The second guest of our Another Angle series on carbon credits is Dr Injy Johnstone – a prominent expert in climate law and a Research Fellow at the University of Oxford. A key figure behind the Oxford principles, she is helping transition the carbon market away from avoidance-based credits toward permanent carbon removal.
From defining the international standards of carbon market to navigating the corporate net-zero claims, Dr Injy’s rigorous legal perspective anchors the financial and infrastructural sides of our series in a real-world accountability.
Your work focuses on The Oxford Offsetting Principles – a global benchmark that tells companies to stop just paying for not polluting and start prioritising carbon removal projects (like soil sequestration). Why is this shift so important?
Climate science tells us that for any chance to keep warming below two degrees, we need to ensure that we pursue any and all possible emission reductions. At the same time, we know that there will be emissions that will still exist at net zero which are unbeatable. In fact, as we show in the State of Carbon Dioxide Removal report, we likely need 7-9 billion tCO2e of removals by mid-century up from 2 billion today. Building a carbon removal industry on the required scale comparable to today’s global energy industry is no mean feat. It requires not only careful research and innovation but critically also investment in order to build the necessary scale. Starting yesterday is our only option. Every dollar invested in building out this future public good is not only best practice offsetting today, but also a smart investment against future compliance obligations.
From a legal side, what are the biggest risks for companies when they buy cheap or low-quality carbon credits, and how can they make sure their net zero claims are actually grounded in high-quality assets?
Companies face immense risks when investing in low-quality credits, though the fallout depends on the use case. If credits are retired for compliance, a company risks breaching legal schemes and being forced to pay remedial action and/or fines. However, in the world of net zero targets, reputational damage is much more common. Climate harms also occur – especially when carbon credits are bought to offset against emissions that may have otherwise not occurred. Ultimately, we have to ask: has this action raised our climate ambition or undermined it?
Fortunately there are very many steps that companies can take to help reduce this risk. It starts with the mitigation hierarchy: ensuring that carbon credits supplement – rather than replace – internal action as defined by the SBTi and Race to Zero. This makes internal decarbonisation a prerequisite; you can’t just buy your way out of the problem without doing the internal work first. Next, companies can do their homework on how to apply the Oxford Principles for Net Zero Aligned Carbon Offsetting. This means double-checking that every credit they buy represents a real, new reduction in CO₂ (additionality) and that the carbon will stay stored for the long term (permanence). Carbon credit rating agencies and carbon insurers can also help inform the risks associated with this. As the technology behind emissions reductions and removals is also constantly evolving, companies must always keep their offsetting strategies under review to ensure that they are still staying true to a truly net zero aligned course.
Right now, the voluntary market is much less regulated than official systems like the EU ETS. The price of carbon is high in some markets and low in others.

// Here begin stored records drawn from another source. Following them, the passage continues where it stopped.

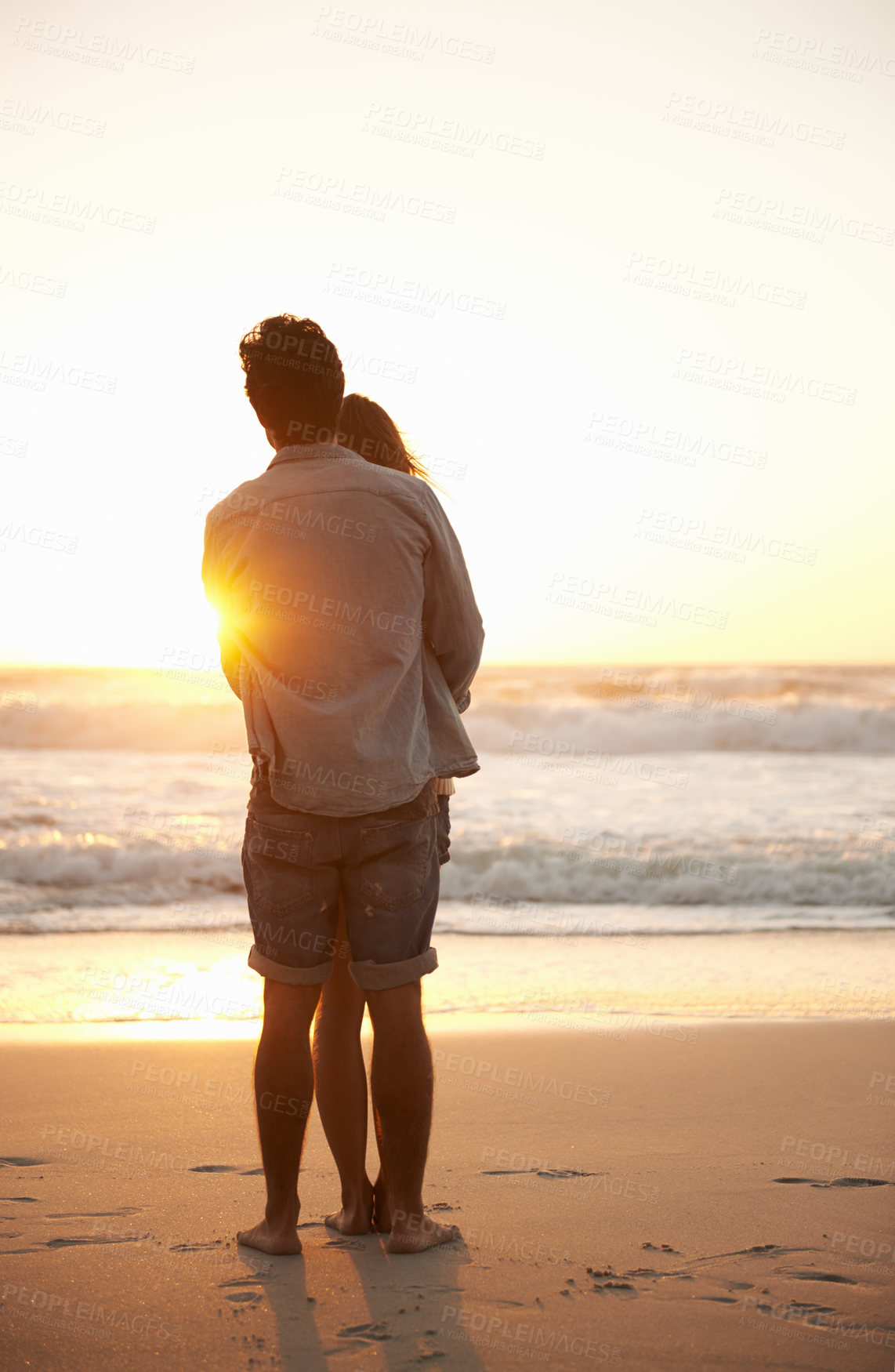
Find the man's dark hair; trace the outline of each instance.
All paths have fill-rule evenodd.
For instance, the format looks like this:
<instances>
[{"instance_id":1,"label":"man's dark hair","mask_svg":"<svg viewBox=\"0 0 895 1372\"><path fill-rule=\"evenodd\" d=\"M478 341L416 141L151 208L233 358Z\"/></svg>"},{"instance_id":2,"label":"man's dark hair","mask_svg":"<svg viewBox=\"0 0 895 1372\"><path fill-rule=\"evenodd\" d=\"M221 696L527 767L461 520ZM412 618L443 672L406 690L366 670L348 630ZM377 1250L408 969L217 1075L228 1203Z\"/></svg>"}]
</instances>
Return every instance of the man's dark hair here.
<instances>
[{"instance_id":1,"label":"man's dark hair","mask_svg":"<svg viewBox=\"0 0 895 1372\"><path fill-rule=\"evenodd\" d=\"M245 394L265 427L292 443L326 442L339 428L345 375L314 320L275 314L240 342Z\"/></svg>"}]
</instances>

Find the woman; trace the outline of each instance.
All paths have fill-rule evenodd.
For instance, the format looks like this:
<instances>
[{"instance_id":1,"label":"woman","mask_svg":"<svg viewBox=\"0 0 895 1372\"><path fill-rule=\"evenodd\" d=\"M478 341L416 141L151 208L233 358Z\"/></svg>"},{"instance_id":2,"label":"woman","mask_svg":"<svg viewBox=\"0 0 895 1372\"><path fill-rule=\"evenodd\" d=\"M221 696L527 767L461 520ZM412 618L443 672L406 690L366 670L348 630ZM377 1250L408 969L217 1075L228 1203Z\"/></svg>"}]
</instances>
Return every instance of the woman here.
<instances>
[{"instance_id":1,"label":"woman","mask_svg":"<svg viewBox=\"0 0 895 1372\"><path fill-rule=\"evenodd\" d=\"M389 466L429 480L426 469L406 447L402 435L381 405L366 395L347 395L339 414L340 445L377 466ZM448 862L450 778L436 778L439 793L439 862ZM345 916L339 914L339 947L333 971L314 1019L314 1093L321 1124L339 1168L341 1210L328 1214L326 1224L341 1233L367 1233L371 1227L391 1229L388 1177L382 1166L380 1121L374 1111L380 1146L380 1173L367 1177L367 1074L360 1050L365 996L348 971L350 948Z\"/></svg>"}]
</instances>

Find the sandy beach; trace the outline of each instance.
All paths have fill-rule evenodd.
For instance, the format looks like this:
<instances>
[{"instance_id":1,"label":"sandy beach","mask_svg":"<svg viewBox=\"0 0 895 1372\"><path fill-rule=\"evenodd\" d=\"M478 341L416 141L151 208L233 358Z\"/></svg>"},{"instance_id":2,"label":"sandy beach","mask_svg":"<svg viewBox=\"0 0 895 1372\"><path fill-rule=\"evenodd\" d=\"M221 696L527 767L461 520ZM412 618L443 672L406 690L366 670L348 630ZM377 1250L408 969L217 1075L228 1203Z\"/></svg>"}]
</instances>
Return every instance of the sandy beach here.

What needs to happen so that a tonne of carbon has the same recognised value everywhere, whether it’s regulated by a government or bought voluntarily?
Carbon exists at different prices because the cost of different interventions behind the carbon credits – such as avoidance, reduction or removal – is vastly different.
Opportunities for mitigation projects vary significantly around the world, and we must understand that removals and reductions impact the atmosphere differently when it comes to reducing warming. In the future, durable carbon removal might allow for a stable price per ton of CO₂ but for now we must pursue every possible way to cut emissions at their actual cost in each region. This could result in a wide range – from energy efficiency projects that actually save money for every ton of carbon mitigated to pioneering removal technologies that can cost well over $1,000 per ton.
That is why it is vital for companies to map where their own opportunities sit on this price spectrum and what they can do to catalyse mitigation from that price point – whether through cutting their internal emissions, external investments or a combination of both (as recommended in the Oxford Principles for Net Zero Aligned Carbon Offsetting).